I am sometimes asked who pays my commission if a buyer wanted to hire me to represent them if they buy a house. Normal protocol in California is the seller's hired broker agrees to pay the buyer's hired broker a split of the commission that the seller has agreed to pay the listing broker per their listing agreement once they enter the property in the MLS (Multiple Listing Service).
So if a seller hired a listing broker to sell their home for a 6% commission the listing broker can agree to split the 6% commission with the real estate agent representing the buyer. Sometimes the split is in half, sometimes it can be more or less. It depends how the hired Realtor wants to do the split or how much of a commission he took in the first place.
A lot of buyers don't realize that they can have their own representation when buying new construction. In most cases the builder offers a commission or referral fee to the agent that registers the buyer. The key with new construction though is the Realtor must be there on your very first visit or the builder will not allow them to represent you and get paid. If you bring a Realtor to register you make sure they are willing to go through all the important steps with you. (i.e. contract signing, design center, loan meetings, walk through, home inspection etc.) I always want to be there for my client to protect and advise them properly to the best of my knowledge.

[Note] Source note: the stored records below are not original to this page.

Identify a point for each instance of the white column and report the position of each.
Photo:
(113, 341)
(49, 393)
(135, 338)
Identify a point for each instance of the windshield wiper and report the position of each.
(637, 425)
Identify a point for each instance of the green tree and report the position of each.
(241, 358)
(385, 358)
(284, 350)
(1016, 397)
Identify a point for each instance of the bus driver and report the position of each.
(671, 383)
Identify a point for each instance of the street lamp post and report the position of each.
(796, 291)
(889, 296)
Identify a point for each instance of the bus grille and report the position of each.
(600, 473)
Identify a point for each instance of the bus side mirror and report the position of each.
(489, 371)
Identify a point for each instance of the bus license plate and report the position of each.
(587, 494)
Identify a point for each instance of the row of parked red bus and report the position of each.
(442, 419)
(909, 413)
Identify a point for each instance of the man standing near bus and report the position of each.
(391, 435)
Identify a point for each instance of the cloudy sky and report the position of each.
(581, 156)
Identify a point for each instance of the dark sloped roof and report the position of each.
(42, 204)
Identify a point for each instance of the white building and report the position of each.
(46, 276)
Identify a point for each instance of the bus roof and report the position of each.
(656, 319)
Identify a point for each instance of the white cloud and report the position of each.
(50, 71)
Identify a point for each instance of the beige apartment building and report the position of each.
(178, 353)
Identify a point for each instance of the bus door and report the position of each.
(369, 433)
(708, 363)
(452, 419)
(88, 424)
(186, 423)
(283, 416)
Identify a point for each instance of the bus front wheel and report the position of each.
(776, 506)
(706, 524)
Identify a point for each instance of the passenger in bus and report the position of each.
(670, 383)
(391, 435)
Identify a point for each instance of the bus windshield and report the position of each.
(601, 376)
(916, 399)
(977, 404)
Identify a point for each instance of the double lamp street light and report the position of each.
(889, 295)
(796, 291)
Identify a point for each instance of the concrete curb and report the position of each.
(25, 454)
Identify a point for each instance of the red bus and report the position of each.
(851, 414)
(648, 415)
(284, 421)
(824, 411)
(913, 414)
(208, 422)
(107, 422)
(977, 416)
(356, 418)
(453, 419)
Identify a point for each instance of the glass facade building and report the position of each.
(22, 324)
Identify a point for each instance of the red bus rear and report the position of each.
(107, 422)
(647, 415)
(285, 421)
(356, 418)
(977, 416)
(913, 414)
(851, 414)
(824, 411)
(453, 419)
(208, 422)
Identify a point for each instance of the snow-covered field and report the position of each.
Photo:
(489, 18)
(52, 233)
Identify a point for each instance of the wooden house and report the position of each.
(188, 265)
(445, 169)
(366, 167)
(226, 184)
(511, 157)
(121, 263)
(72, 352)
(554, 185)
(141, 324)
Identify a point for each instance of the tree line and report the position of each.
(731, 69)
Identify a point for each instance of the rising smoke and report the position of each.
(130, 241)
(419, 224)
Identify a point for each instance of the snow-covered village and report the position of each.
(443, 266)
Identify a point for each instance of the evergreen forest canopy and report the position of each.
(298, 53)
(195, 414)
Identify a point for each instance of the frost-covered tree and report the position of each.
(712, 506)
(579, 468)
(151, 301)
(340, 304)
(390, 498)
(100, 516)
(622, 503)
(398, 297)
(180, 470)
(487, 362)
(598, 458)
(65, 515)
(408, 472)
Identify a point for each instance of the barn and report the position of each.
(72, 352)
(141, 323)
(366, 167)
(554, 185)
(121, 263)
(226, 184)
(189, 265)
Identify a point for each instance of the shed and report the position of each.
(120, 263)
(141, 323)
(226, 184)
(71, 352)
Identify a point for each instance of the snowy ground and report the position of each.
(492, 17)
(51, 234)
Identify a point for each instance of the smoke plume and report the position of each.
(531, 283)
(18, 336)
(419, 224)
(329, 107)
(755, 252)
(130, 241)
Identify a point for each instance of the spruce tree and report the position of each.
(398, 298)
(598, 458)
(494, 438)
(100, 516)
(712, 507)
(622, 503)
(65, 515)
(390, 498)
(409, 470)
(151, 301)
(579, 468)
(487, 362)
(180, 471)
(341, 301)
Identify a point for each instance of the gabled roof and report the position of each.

In some cases if a buyer wants to buy a FSBO (For Sale By Owner) and the seller does not want to pay a Realtor whatsoever the buyer can choose to hire a Realtor and work out a commission with them. For example; I had a client that wanted to buy a house from an acquaintance. The seller refused to pay an agent and really wanted nothing to do with one. My client had worked with me in the past and wanted my representation to protect her regarding contracts, escrow, proper disclosures, contract time frames, and all her rights. We worked out a deal (commission is negotiable) so I would only represent her.
When hiring a Realtor to represent you in your purchase you should interview a few agents first. It's not only about finding a house. That's only the beginning. Someone that is full time, well educated in the area, very knowledgeable about contracts, buying "as is" , and contingency time frames is important as well. I recently had a client call me from Sacramento asking me to help her get her deposit back because her local agent (a friend) let her remove all her contingencies and then she couldn't get a loan. She was told she would loose her deposit. Luckily I was able to help her get her $10,000 back but I know many times consumers get ill advised and loose their money.
When a buyer goes directly to the seller's Realtor that is exactly what you're getting.... the seller's Realtor, Yes, they have a fiduciary duty to you but they also have a relationship already established with the seller's. I hate representing both sides because I love fighting and protecting to the best of my ability for my client. If I represent both sides I can only advise both buyer and seller and it's between them.
In any case in this market you should have an experienced Realtor working with youthroughout the home buying process. The seller in most cases pays the commission so there is no reason not to. Some will argue you pay for it in the price but I offer this. The market keeps that in mind, that's why there is appraisals to make sure you don't over pay. Also if you have your own Realtor they can possibly negotiate the house down in price more than a seller or seller's Realtor would for you. We are in a very challenging market right now and chances are you need someone on YOUR side.